Sarılmanın insan ilişkilerinde önemli bir yeri olduğunu söylemiştik. Aynı zamanda sarılmak da dokunmanın bir çeşididir. İnsanların birbirlerine dokunmaları, bir çeşit sosyal anlaşma-ilişki yöntemidir. Dokunma üzerine yapılan araştırmalar da bunu doğrular nitelikte. Dünya genelinde çoğu yerde benzer bir işleyiş var; İnsan ilişkilerinde samimiyetin derecesine göre, insanlar birbirlerine daha çok ya da daha az dokunuyorlar. Hatta dokunarak anlatmak istediklerimizi de karşımızdakine iletebiliyoruz. Örneğin küçük bir çocuğa aferin demek için kafasını okşuyor ya da arkadaşımıza her şey daha iyi olacak demek için omzuna dokunuyoruz.
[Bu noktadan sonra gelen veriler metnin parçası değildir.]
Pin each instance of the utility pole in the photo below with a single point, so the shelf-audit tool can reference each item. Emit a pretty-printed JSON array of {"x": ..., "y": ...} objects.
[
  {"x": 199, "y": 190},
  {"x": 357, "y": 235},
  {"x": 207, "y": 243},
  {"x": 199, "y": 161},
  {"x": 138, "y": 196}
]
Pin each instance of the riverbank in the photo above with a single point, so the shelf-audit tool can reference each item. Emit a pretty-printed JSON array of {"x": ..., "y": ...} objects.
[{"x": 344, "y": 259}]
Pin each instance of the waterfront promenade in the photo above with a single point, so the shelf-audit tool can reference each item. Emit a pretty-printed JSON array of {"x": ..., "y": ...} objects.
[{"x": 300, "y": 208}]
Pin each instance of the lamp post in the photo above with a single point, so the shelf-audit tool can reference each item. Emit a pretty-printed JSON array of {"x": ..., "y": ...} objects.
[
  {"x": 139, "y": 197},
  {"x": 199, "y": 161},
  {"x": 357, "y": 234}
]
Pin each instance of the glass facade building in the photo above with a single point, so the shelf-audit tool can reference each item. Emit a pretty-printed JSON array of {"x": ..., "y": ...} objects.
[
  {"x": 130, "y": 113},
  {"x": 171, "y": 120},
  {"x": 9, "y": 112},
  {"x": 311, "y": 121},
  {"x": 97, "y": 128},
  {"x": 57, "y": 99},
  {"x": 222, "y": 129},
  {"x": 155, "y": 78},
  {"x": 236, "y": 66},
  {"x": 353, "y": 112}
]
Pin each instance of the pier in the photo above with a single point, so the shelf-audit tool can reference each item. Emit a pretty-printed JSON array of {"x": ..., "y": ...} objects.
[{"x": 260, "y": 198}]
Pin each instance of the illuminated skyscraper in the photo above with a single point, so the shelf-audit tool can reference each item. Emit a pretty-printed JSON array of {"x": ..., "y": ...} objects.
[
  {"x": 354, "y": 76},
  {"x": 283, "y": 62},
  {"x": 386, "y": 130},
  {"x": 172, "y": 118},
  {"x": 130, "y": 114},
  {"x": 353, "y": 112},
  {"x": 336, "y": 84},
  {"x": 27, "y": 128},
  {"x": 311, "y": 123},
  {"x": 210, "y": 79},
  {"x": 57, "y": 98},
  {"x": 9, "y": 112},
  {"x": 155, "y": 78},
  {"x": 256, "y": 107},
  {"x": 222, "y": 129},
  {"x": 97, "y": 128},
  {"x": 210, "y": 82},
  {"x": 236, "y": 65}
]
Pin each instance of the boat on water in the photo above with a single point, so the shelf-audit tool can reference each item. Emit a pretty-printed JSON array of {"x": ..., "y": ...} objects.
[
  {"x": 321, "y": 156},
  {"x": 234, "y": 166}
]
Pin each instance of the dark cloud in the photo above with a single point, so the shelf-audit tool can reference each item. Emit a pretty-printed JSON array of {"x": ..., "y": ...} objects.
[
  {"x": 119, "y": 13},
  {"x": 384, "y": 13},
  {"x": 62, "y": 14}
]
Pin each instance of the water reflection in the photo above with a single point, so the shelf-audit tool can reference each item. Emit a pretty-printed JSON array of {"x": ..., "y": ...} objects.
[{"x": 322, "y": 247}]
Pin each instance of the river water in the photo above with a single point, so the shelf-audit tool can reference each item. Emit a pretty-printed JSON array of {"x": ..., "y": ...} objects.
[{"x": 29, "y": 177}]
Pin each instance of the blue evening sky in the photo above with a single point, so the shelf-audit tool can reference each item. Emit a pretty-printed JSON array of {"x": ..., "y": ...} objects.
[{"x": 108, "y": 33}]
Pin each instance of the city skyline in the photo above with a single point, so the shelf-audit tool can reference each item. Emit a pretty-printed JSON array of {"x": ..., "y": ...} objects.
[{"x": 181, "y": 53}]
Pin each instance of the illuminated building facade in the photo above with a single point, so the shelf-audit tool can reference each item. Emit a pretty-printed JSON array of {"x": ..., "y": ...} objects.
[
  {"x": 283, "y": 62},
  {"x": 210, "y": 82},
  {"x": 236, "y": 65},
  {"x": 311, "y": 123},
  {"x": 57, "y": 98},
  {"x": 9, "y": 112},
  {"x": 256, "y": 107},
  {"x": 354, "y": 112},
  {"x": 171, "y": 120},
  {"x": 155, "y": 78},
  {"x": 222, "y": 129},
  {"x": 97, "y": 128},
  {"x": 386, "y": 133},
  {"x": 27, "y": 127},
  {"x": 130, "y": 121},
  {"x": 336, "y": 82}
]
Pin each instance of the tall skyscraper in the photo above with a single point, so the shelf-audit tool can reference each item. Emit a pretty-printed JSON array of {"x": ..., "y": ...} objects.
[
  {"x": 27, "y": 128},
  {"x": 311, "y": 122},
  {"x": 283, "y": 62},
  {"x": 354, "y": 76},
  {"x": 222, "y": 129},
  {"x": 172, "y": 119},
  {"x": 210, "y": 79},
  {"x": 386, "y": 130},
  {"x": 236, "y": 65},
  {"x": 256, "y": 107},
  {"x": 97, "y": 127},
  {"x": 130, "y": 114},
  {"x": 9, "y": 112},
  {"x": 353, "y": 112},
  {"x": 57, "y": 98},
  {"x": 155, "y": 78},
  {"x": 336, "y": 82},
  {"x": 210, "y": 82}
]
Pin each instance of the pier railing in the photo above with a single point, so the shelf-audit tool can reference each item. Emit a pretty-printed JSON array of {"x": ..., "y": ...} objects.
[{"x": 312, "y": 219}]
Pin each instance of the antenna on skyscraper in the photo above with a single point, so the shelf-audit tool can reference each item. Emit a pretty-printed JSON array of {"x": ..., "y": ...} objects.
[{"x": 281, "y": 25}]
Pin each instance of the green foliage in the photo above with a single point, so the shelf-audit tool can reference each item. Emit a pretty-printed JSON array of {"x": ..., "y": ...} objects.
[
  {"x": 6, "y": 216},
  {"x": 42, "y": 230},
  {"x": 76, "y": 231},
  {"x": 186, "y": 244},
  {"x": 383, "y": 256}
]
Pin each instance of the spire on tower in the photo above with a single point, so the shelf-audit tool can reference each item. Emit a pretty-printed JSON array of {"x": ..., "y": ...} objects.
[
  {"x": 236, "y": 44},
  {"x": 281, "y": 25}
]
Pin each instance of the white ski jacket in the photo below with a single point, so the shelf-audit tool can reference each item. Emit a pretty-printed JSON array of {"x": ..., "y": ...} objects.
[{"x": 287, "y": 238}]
Kucaklaşma konusunun da daha iyi anlaşılması için primat geçmişimiz üzerinde düşünmemiz gerek. Maymunlar ve apeler arkadaşlıklarını sosyal tımarlama ile oluşturur ve sürdürürler. Bu tımarlama, deride ve tüylerin arasında kalmış çer çöpün temizlenmesi için kullanışlı olabilir. Fakat aynı zamanda bu tımarlama sırasında, tımarlanan canlı kendisini daha iyi hisseder. Bu davranışın tabii ki insanlarda da karşılığı var. Örneğin anneler çocuklarının saçlarını okşadıklarında çocukların hoşuna gidiyor ya da kuafördeyken saçımızla ilgilenilmesi ve karıştırılması bizi rahatlatıyor.
Sarılma içerisindeki küçük dokunuşlar da belirli sinirlerin uyarılmasını sağlıyor- afferent c-tensel nöronlar yalnızca tüylü derilerde bulunurlar ve dokunma acı ve baskı ile ilgili bilgiyi ileten sıradan sinirlerden farklıdırlar. Afferent c-tensel nöronlar yalnızca ışığa ve yavaş dokunmaya tepki verirler. Bu nöronlar doğrudan beyin ile olan bağlantıları sayesinde endorfinlerin salınımını tetikleyebilirler.